Die Volkswagen AG hat im vergangenen Jahr den höchsten Gewinn ihrer Geschichte eingefahren. Der Jahresüberschuss des Wolfsburger Konzerns lag mit vier Milliarden DM um 144 % über dem des Vorjahres und um 80 % über dem des bisherigen Rekordjahres 1998.

stw HB HANNOVER. Damit übertraf VW die Erwartungen der Analysten, die mit einer Verdoppelung des Überschusses gerechnet hatten. Angesichts der glänzenden Zahlen kündigte VW eine höhere Ausschüttung an die Aktionäre an. Für Stammaktien will das Unternehmen die Dividende von 0,77 auf 1 und für Vorzugsaktien von 0,83 auf 1,06 erhöhen. Die Aktie stieg nach Bekanntgabe der Zahlen zeitweise um fast 4 % und avancierte damit zum Tagesgewinner im Dax.

Die Prognose für das laufende Jahr fällt, wie bei VW üblich, vorsichtig aus. "Umsatz und Ergebnis werden weiter wachsen", heißt es dort. Es bedürfe aber "großer Anstrengungen". Von den Märkten seien nur wenige Impulse zu erwarten; außerdem stünden belastende Modellwechsel an. Dennoch hegt man konzernintern keine Zweifel daran, dass die Umsatzrendite vor Steuern zum Zeitpunkt des für Frühjahr 2002 vorgesehenen Abschieds von Vorstandschef Ferdinand Piëch bei 6,5 % liegen wird. Eine Voraussetzung dafür wurde bereits mit dem Jahresabschluss 2000 geschaffen: Er enthält als außerordentlichen Aufwand eine Rückstellung für die Altautoentsorgung von 1,4 Mrd. DM. Mit dieser Vorbereitung auf die kommende Altautorichtlinie der EU hätte VW auch noch ein Jahr warten können, verlautete aus Unternehmenskreisen. Noch im November hatte Piëch gesagt, diese Vorsorge sei 2000 noch nicht nötig.

Praktisch habe VW schon im vergangenen Jahr das 6,5 %-Ziel erreicht, hieß es im Unternehmen.
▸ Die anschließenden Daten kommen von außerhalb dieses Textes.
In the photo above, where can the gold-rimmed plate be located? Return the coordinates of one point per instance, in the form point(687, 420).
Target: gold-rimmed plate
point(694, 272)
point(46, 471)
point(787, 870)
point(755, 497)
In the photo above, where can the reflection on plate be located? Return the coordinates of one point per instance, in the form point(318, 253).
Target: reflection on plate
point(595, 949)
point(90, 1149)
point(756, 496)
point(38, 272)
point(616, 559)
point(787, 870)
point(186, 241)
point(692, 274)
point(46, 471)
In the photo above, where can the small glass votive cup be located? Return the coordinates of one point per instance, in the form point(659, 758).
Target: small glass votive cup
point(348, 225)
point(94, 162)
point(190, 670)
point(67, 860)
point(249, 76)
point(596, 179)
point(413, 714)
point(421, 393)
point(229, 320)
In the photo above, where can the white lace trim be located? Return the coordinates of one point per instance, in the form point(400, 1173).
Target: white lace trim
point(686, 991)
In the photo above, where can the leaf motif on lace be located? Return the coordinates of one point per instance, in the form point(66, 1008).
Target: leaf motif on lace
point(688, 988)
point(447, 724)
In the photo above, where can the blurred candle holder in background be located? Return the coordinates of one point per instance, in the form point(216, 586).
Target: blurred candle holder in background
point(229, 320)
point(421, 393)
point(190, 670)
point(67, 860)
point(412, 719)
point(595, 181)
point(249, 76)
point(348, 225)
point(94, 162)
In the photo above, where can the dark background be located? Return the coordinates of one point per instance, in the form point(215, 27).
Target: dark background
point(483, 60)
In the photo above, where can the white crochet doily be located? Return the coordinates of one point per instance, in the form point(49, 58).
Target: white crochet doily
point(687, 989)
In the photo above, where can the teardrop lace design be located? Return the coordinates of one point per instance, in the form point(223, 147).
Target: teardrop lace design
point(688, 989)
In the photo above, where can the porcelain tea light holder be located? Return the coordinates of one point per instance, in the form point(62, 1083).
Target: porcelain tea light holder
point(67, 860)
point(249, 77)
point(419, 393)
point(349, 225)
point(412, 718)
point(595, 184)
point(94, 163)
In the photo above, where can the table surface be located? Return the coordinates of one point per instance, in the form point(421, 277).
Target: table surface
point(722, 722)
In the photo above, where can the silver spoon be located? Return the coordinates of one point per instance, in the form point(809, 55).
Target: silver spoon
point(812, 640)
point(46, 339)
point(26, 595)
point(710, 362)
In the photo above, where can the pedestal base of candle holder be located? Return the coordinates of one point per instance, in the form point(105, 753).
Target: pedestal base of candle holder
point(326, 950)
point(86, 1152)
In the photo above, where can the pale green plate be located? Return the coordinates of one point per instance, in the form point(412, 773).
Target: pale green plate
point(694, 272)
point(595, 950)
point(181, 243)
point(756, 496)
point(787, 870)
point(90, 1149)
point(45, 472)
Weiteren Schub bringe die Umstellung auf den internationalen Bilanzierungsstandard IAS. Dadurch steige die Bruttoumsatzrendite um 1,6 Prozentpunkte, war aus dem VW-Rechnungswesen zu hören.

Die meisten Analysten hatten mit weniger guten Zahlen gerechnet. Albrecht Denninghoff von der Hypo-Vereinsbank sieht allerdings auch "eine Menge Bilanzpolitik" am Werk. Offensichtlich seien nicht nur neue Rückstellungen geschaffen, sondern auch alte aufgelöst worden. Ähnlich äußerte sich auch Sebastian Stein von der Bankgesellschaft Berlin. Beide verwiesen darauf, dass das DVFA-Ergebnis je Aktie von 9,10 DM und auch der Cash-Flow als weniger beeinflussbare Größen nicht so stark gestiegen seien.

Mit offiziellen Erklärungen zu den am Nachmittag veröffentlichten Zahlen hielt sich VW gestern zurück und verwies auf die Bilanzpressekonferenz am 22. März. Die Auslieferungen stiegen weltweit um 3,9 % auf 5,1 Millionen Autos. Der Umsatz stieg um 13,8 % auf 167,3 Mrd. DM und lag damit am oberen Ende der Erwartungen. Das Ergebnis der gewöhnlichen Geschäftstätigkeit kletterte um 65,7 % auf 8,2 Mrd. DM. Nach der Rückstellung für die Altautorichtlinie bleibt vor Steuern ein Gewinn von 6,8 Mrd. DM.